Elle secoua la tête.

— Rien qu'un peu de temps ne puisse arranger. C'est bien aimable à vous de me tenir compagnie. Vous a-t-il aussi raconté sa conversation avec Astrid ?

Il esquissa.

— Bien. Vous savez donc que l'on part demain.

De nouveau un hochement de tête affirmatif.

— Alors pourriez-vous m'aider à me lever ? Je voudrais marcher un peu afin de faire fonctionner les muscles de ma cuisse blessé. Il faut que je m’habitue à la douleur si je veux pouvoir progresser au même rythme que vous lors de la marche du retour.

Il griffonna rapidement et tendis un nouveau papier

— "Ce ne sera pas la peine, je me chargerais de vous porter jusqu’à ce que nous soyons sortie de la Forêt Noire".
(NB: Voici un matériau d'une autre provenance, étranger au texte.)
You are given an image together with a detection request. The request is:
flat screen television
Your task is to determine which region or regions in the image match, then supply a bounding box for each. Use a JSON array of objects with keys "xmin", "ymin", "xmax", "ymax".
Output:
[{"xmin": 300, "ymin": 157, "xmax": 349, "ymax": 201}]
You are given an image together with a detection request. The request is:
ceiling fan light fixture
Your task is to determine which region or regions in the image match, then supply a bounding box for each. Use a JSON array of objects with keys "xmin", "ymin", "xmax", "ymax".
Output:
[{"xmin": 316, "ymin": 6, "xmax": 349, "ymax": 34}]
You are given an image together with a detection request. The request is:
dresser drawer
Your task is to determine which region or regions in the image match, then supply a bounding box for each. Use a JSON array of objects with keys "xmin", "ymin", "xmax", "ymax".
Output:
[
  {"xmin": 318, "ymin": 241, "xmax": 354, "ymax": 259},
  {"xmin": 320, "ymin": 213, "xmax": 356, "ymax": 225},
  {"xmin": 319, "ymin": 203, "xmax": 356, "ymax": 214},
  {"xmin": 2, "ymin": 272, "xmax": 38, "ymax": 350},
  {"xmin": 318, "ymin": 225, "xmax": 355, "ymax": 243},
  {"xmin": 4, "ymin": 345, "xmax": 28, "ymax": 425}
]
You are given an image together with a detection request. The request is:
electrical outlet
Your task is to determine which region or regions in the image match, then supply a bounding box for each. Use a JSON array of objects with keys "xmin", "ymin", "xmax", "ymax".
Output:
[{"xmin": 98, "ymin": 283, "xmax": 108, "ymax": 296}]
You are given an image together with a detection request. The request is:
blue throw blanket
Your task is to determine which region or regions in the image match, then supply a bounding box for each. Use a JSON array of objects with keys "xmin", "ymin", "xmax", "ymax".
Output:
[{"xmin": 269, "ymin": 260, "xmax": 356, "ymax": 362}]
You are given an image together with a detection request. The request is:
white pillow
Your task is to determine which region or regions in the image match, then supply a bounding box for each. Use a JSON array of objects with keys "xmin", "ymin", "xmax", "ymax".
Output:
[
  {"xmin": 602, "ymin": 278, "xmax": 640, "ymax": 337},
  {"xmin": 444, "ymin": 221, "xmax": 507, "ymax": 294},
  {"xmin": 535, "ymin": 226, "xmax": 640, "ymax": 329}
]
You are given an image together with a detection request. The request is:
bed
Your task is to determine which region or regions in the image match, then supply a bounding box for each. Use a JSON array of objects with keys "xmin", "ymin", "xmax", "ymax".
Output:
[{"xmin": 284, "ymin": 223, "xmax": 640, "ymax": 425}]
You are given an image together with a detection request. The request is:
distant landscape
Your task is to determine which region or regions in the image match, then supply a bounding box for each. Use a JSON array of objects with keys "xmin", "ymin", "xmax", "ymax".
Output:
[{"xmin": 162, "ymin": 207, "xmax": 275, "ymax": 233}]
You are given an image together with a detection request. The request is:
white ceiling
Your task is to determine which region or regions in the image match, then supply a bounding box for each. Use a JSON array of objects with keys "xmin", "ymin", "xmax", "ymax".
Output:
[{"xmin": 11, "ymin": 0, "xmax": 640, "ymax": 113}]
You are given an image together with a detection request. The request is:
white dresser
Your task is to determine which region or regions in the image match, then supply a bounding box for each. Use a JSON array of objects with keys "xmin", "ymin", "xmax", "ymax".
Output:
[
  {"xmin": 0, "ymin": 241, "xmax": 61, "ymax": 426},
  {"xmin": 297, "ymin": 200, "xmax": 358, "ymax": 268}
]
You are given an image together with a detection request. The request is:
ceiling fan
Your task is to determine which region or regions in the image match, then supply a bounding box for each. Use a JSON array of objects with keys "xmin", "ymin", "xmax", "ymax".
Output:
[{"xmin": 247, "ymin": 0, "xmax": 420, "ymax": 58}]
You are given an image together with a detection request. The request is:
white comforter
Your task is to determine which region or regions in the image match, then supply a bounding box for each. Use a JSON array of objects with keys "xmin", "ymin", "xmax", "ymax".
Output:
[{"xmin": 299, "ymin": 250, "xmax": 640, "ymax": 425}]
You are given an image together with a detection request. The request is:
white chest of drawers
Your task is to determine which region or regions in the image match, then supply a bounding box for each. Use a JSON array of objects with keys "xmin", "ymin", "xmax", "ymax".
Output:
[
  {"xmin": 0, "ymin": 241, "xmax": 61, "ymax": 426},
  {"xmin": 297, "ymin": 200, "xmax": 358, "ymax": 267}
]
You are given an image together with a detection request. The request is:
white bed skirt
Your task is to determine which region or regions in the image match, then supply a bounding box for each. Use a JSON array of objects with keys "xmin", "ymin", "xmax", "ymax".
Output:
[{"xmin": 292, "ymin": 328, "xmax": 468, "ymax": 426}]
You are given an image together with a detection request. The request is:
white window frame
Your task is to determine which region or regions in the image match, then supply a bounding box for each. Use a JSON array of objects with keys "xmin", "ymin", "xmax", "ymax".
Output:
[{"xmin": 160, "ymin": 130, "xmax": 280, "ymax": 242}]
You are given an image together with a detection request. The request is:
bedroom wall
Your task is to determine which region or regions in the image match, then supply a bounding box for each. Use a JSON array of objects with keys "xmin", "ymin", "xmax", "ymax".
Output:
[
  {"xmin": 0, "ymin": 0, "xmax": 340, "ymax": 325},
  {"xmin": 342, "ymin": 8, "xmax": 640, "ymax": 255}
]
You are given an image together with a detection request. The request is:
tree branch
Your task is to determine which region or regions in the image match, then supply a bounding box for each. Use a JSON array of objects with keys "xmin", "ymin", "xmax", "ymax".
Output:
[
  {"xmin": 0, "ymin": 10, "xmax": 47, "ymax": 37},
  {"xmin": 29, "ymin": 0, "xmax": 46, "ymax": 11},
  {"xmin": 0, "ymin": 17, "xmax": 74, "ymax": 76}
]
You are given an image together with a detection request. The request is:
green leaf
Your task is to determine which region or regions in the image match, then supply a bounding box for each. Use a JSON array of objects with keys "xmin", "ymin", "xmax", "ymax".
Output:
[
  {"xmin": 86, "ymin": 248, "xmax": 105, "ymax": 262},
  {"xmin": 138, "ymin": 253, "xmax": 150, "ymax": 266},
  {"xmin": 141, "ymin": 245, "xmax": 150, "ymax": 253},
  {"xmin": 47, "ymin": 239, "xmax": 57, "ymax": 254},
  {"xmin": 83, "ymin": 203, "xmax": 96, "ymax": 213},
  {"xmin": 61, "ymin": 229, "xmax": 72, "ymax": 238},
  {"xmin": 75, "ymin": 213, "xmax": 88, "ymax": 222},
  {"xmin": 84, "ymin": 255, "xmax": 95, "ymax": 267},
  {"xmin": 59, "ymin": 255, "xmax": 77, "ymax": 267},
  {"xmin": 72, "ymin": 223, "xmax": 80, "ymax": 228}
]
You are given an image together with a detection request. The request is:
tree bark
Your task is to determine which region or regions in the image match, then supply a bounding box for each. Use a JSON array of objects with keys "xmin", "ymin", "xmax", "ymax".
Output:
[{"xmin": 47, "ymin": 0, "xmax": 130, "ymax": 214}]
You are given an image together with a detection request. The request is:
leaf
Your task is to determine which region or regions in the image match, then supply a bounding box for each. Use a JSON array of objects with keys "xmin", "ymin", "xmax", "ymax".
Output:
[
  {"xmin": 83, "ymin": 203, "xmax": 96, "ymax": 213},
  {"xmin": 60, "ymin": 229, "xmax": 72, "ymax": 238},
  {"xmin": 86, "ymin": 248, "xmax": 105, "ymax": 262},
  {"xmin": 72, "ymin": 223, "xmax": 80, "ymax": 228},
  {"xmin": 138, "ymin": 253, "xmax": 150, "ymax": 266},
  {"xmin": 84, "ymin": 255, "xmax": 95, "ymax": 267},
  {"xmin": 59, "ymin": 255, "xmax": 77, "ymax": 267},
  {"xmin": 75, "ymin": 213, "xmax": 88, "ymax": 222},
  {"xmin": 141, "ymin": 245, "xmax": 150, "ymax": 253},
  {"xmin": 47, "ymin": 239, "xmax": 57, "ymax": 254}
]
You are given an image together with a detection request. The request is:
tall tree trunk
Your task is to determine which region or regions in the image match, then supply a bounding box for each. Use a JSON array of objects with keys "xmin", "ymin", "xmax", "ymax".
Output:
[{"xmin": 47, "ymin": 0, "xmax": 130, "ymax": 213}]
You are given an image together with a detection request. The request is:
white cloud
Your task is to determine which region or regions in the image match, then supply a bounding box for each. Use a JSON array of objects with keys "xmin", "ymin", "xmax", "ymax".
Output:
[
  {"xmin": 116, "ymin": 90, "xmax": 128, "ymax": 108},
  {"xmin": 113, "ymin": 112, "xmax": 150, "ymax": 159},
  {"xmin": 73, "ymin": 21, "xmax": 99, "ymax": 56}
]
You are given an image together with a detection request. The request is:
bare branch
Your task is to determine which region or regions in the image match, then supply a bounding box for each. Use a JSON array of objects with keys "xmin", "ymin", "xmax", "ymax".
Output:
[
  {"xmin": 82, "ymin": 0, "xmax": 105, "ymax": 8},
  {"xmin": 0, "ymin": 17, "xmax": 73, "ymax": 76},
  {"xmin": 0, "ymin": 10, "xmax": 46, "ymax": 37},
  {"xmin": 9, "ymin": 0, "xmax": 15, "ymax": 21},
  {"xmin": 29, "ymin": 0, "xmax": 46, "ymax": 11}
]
— Alors ça, il n'en est pas question. Je n'ai jamais été un poids pour quiconque, ce n'est pas maintenant que je vais commencez. Allez, approchez.

Et c'est ce qu'il fit. Pendant plusieurs heures elle arpenta la tente de long en large, se reposant sur le soldat lorsqu'elle était sur le point de s'écrouler. La douleur, qui était vive au début de l'exercice, ne représentait plus qu'une simple gêne à présent. C'est le corps recouvert de sueur qu'elle alla se coucher. Malheureusement, un brin de toilette était un luxe que personne ne pouvait s’offrir en ce moment.

Avant de prendre congé, Guasdrul lui avait apporté ses vêtements. Le pantalon de cuir avait été recousu au niveau de la cuisse et sa tunique avait visiblement connue un passage dans l'une des flaques d'eau. Le sang qui la maculait avait disparue, remplacé par de fort relent d'eau croupie. Au moins elle ne devrait pas porter l'une de ces armures inconfortable, ni même continuer à porter la tunique de fortune constitué de drap.